Friday, 19 July 2019

How London Grounded Themselves In Stage 3 & Need To Take Flight In Stage 4

When you think of how good the London Spitfire is, your first thoughts are likely taking you back to stage 1 and 2 of 2018, the incredible stomping during the playoffs when they took aim at the Gladiators, Valiant and Fusion on their to winning the inaugural season and the fact they have at least 3 world-class players in their positions in Fury, Gesture, and Profit. 

It's very unlikely you're going to think much about their performances in the 2019 season because despite showing signs of flight in stage 2, which ended when they stalled their engines against the Hangzhou Spark. London has not been the team we all expected this season and while the introduction of the 2-2-2 composition lock can't come quickly enough, the Spitfire has wasted a golden opportunity to dominate here in stage 3.

With the teams being informed about the composition lock for stage 4, it actually allowed them to gradually move away from standard Goats into trying different compositions. The first being Sombra Goats and the other was 3 DPS compositions. It was astonishing to see London not stick with Sombra Goats or 3 DPS composition for as long as they should have in stage 3. Considering that they were both compositions that were perfect for the DPS players they have and would have given the Spitfire their best chance to win.

While it would have resulted in Fury, who has been the Spitfire's best player this season, being benched for the stage and that is a compelling enough counter-argument. It would have allowed London to play a composition that the team would not only have been comfortable for them to play but would have utilised the strength and depth that they have in their DPS player. It would have likely resulted with London being one of, if not the top team going into the playoffs. Instead, their reluctance to change compositions until it was too late, meant that the Spitfire missed their 4th stage playoffs in 7 attempts.

Whether there was little chemistry between Guard and the starting 6 he would have played with, I honestly can not understand the thought process that London's head coach Kwang-Bok "Coach815" Kim had when deciding not playing Guard. Guard's ability on Sombra is notorious throughout the league and there are numerous people inside the league that agrees with the line of thinking that he is the best Sombra player the Overwatch League has. So how is it that multiple General Managers from the league's other teams, can see what London was missing when asked about the Spitfire’s problems, but that a coach with 815's experience could not.

A key example of this was during the first game versus the New York Excelsior, who are a team that excels in picking up new meta’s quickly and using them well during the regular part of the season, managed to put the returning Sayoelbe on Sombra and benched their star off Tank MeKo to allow them to play this meta. London played Sombra goats on the games first map Illios with Profit instead of Guard. When they lost that first map, they reverted back to standard Goats for the rest of the game and got ran over by the Excelsior.

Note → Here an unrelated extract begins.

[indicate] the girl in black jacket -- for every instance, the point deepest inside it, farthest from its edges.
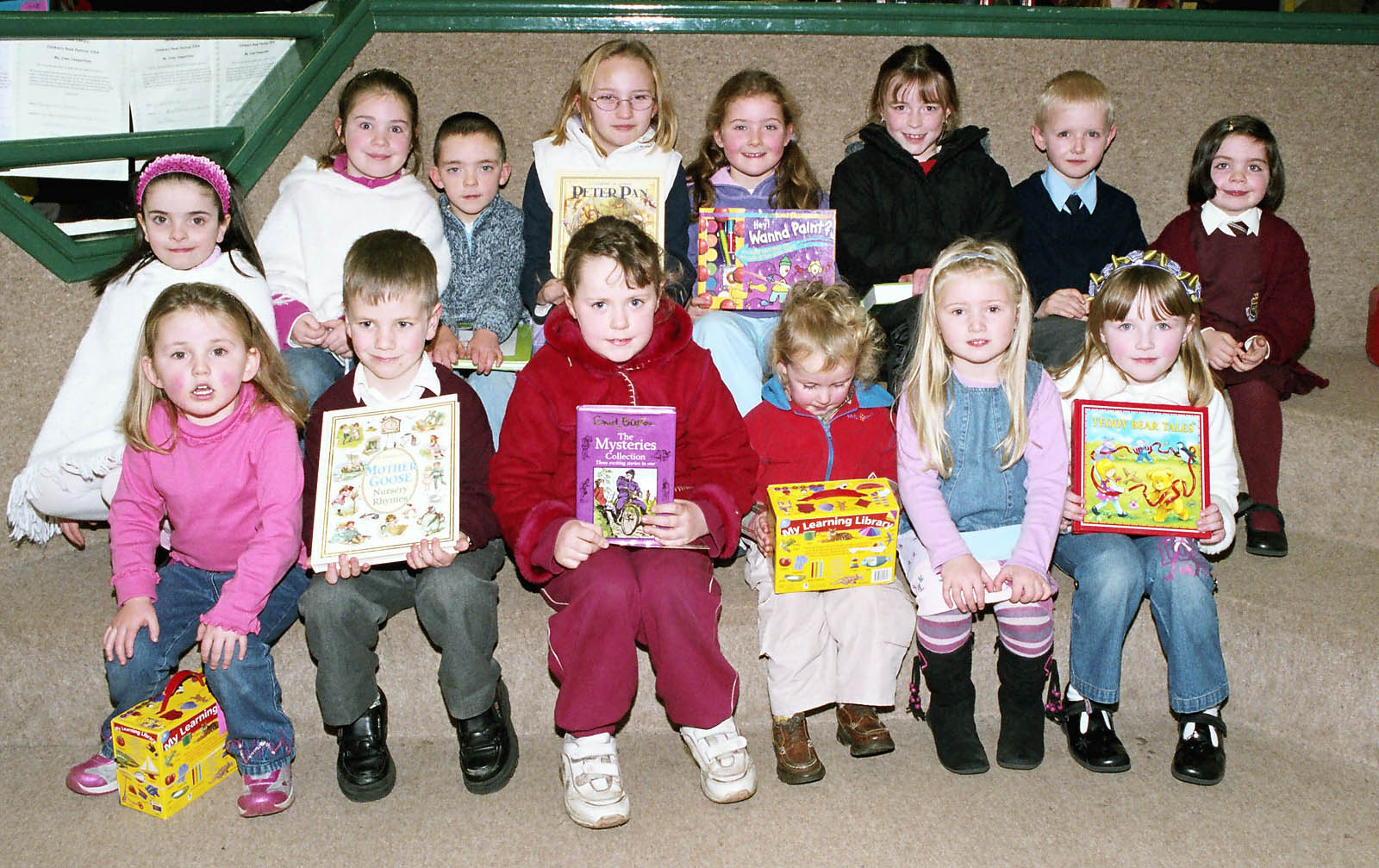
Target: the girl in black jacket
(914, 184)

In their second game against NYXL, London did venture into the realms of 3DPS. However, they forced both Fury and Profit on to heroes that they are not known for. Had the team chosen to play Guard, it would have meant that while Birdring could focus on playing Widowmaker, Profit would have been able to play Pharah, a champion that he has improved on quite considerably since stage 4 last season and it would have allowed Guard to be the Sombra specialist that he is known for. 

On maps such as Eichenwalde, London moved Birding on to Hanzo while Fury played Pharah and Profit, who played Hanzo during the end of season playoffs in the 2019 season stayed on Sombra. In this situation, it would have been more beneficial to have had Profit on the Hanzo and Guard to have played Sombra. I am not sure what the overall reason for the lack of Guard was, but it seems that potential errors like not playing Guard in his perfect meta, or underestimating the Spark as they did in stage 4 after a 6-1 regular season, have cost London multiple times this season. 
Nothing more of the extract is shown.